Consider that there are dozens, if not hundreds, of market makers competing at any given time. It's simple to understand why today's markets are usually tight, deep, and liquid. Here are a few examples of arbitrage employed by market makers to keep prices stable:

  • Index arbitrage — The purchasing and selling of stocks versus an index, such as the S&P 500 to maintain their values stable.
  • Fixed-income arbitrage — Market makers and dealers who purchase and sell bonds with varying degrees of risk profiles to keep interest rates stable (adjusted for relative risk profiles).
  • Volatility arbitrage — Option market participants use theoretical options pricing models to determine the relative value (and implied volatility levels) of options across strike prices and expiration dates.

A large trade in strike prices might influence the market. To manage the risks, market makers running volatility arbitrage algorithms might spread their risk from this transaction among other strikes, related products, and shares of the underlying company. These and other hedging deals can serve to mitigate the impact of a single large order and keep prices stable.

 

It's All About Math

Everything boils down to market maker methods and techniques, and how they differ from those of retail traders. At its most basic, both seek to maximize returns while controlling risks. They may approach things differently. Option market makers, for example, utilize theoretical pricing models to predict probabilities given particular inputs, including expiration dates, underlying price, interest rates, and volatility indices, to establish the theoretical value of an option.

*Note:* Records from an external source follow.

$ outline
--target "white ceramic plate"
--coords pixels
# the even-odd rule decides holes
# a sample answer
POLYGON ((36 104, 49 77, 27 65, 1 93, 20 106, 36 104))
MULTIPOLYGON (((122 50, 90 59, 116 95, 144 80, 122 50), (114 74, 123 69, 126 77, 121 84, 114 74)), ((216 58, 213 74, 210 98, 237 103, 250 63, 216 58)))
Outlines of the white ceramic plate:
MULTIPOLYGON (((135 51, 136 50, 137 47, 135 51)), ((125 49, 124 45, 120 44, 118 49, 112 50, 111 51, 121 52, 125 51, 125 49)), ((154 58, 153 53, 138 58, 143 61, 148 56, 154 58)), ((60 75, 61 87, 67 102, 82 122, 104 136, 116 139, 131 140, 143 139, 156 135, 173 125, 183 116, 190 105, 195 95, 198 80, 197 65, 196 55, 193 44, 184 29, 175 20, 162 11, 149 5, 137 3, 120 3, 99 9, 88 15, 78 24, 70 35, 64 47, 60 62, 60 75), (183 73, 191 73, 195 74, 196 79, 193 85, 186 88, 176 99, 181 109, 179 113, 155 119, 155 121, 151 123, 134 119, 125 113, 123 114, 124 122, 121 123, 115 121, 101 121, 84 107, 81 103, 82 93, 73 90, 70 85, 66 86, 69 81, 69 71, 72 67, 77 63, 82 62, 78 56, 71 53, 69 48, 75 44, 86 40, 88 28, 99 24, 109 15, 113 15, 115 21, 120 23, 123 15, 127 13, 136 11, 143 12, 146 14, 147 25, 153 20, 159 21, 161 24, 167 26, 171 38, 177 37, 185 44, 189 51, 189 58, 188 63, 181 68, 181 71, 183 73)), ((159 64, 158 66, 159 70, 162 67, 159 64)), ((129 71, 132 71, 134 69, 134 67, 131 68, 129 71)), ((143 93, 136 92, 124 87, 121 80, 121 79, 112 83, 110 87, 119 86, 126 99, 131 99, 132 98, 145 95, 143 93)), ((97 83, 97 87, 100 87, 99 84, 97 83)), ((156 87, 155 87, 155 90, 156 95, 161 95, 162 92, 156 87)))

Over time, a market maker who can purchase below and sell above theoretical value might profit. An options market maker who may be trading hundreds or even thousands of various strikes in several stocks at any same time isn't concerned with individual deals, but rather with the mathematical advantage that market makers referred to as "edge". If they can continuously accumulate an edge from individual deals, they can "actualize the theoretical" over time and with careful risk management.

 

Inventory Risk Management

When market makers manage positions, it's not all that different from any business owner storing stockpiles of a product. Think of a farmer who has a lot of corn to sell. Farmers don't know exactly where the price will be when it's time to sell, but they can hedge that risk using another type of derivative—futures contracts that lock in a sales price.

Market makers don't know the price of anything in the future, either. But they use trade data from across markets to help set fair prices for where they would be willing to buy or sell at any given point in time. And in the process of making markets and taking the other side of order flow, they accumulate inventory. They often use stock, options, futures contracts, or other derivatives to help them manage risk.

In the end, the person on the other end of your order does not know everything. Market makers are just expert traders who may consider their positions differently than ordinary traders or investors.